"Hey Dad, what's that in the distance?"
"That, Timmy. That is the rare species of 'Blue Jays fans' that are only seen a few times a year. Mass amounts of Blue Jays fans emerge from their caves of sorrow to say 'the Blue Jays are back!'"
"But, but, how come they were in their caves Dad, who would wanna live there?"
"That's because they're Blue Jays fans, they don't know any better. Their species is known to be very pessimistic, and hates being humiliated. Unfortunately for them, they are often made fun of. It seems even when they should be a great team, it just does not work out. They hide in their caves when things go bad so as to not be seen in public."
"How come they came out from their caves then, Dad?"
"Because they were informed of a recent 8-game winning streak, so they came out of their pessimistic-shells. They have some reason for optimism now, however, they are very gullible. Whenever they start to feel good, things fall apart."
"Why is this the first I've heard of them?"

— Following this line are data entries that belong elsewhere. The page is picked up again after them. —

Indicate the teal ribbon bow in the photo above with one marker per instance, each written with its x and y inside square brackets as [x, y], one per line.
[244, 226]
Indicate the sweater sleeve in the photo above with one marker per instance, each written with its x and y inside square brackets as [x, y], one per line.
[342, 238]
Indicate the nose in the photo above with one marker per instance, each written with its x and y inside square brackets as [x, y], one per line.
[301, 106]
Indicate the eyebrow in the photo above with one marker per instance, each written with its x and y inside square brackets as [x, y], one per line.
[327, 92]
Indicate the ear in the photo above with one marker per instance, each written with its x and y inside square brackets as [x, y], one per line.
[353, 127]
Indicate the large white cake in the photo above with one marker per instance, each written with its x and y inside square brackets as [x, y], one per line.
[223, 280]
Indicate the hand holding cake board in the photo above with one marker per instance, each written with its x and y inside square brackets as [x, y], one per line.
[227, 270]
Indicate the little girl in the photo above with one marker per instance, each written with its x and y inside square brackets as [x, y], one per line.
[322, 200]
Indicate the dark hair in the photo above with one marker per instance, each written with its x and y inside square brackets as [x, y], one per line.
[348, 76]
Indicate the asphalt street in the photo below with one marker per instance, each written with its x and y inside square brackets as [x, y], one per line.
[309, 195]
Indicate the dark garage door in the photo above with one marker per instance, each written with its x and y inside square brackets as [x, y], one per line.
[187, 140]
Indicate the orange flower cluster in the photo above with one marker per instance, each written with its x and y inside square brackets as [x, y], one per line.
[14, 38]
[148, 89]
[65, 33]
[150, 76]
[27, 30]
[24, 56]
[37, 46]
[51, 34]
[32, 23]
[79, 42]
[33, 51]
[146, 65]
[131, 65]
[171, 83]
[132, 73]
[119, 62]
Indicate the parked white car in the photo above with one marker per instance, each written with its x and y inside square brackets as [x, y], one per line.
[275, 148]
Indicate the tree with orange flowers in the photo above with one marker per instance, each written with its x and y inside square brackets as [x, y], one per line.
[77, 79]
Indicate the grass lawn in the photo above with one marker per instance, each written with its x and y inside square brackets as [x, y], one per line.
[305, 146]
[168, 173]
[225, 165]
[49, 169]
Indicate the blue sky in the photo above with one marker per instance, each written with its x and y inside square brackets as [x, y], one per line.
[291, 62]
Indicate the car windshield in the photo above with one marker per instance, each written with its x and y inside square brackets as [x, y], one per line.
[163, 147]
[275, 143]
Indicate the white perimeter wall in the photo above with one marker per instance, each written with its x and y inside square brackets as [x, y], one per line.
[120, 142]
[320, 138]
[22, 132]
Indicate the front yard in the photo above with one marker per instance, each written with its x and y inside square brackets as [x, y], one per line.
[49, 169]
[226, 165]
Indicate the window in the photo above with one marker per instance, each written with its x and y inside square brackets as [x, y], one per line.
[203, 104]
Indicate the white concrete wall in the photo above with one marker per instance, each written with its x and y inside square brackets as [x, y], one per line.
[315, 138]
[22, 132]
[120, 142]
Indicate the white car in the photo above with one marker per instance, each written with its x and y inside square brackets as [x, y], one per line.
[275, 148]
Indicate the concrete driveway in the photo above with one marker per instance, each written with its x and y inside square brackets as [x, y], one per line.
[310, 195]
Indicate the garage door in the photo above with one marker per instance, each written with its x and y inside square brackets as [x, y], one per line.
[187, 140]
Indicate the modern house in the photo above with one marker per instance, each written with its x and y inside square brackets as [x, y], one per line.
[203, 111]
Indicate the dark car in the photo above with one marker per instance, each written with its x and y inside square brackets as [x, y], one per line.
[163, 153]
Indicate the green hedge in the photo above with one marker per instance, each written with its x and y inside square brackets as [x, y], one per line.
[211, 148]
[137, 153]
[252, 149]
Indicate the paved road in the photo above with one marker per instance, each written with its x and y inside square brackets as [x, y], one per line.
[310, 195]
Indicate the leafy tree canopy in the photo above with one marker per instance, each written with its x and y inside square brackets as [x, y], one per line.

"The Blue Jays fan has been on the verge of extinction for a while. The past 6 months saw the population soar, then take a major dive again. With this past week, scientists can only hope that the upswing will take the 'endangered' mark off them."
"Are they different from Red Sox fans?"
"Ha ha ha, Timmy. Of course they are. They have loserphobia. Once the team starts to decline (which is often), the fans go away. Red Sox fans are known for their committment, and stay through the thick and thin. Now let's hurry up and go because some Blue Jays fans are known to carry a disease that converts others to their side. It's pretty sad, and--JOSE REYES MVP--aghhh! One of them already got me! Timmy! Run before they get--RICKY ROMERO IS AWESOME. Oh no! Timmy...tell your Mother I love her. Let this be a lesson...go- - -red- - -s-s-s-ox" *dies*.
A theatrical presentation of the Blue Jays recent winning streak.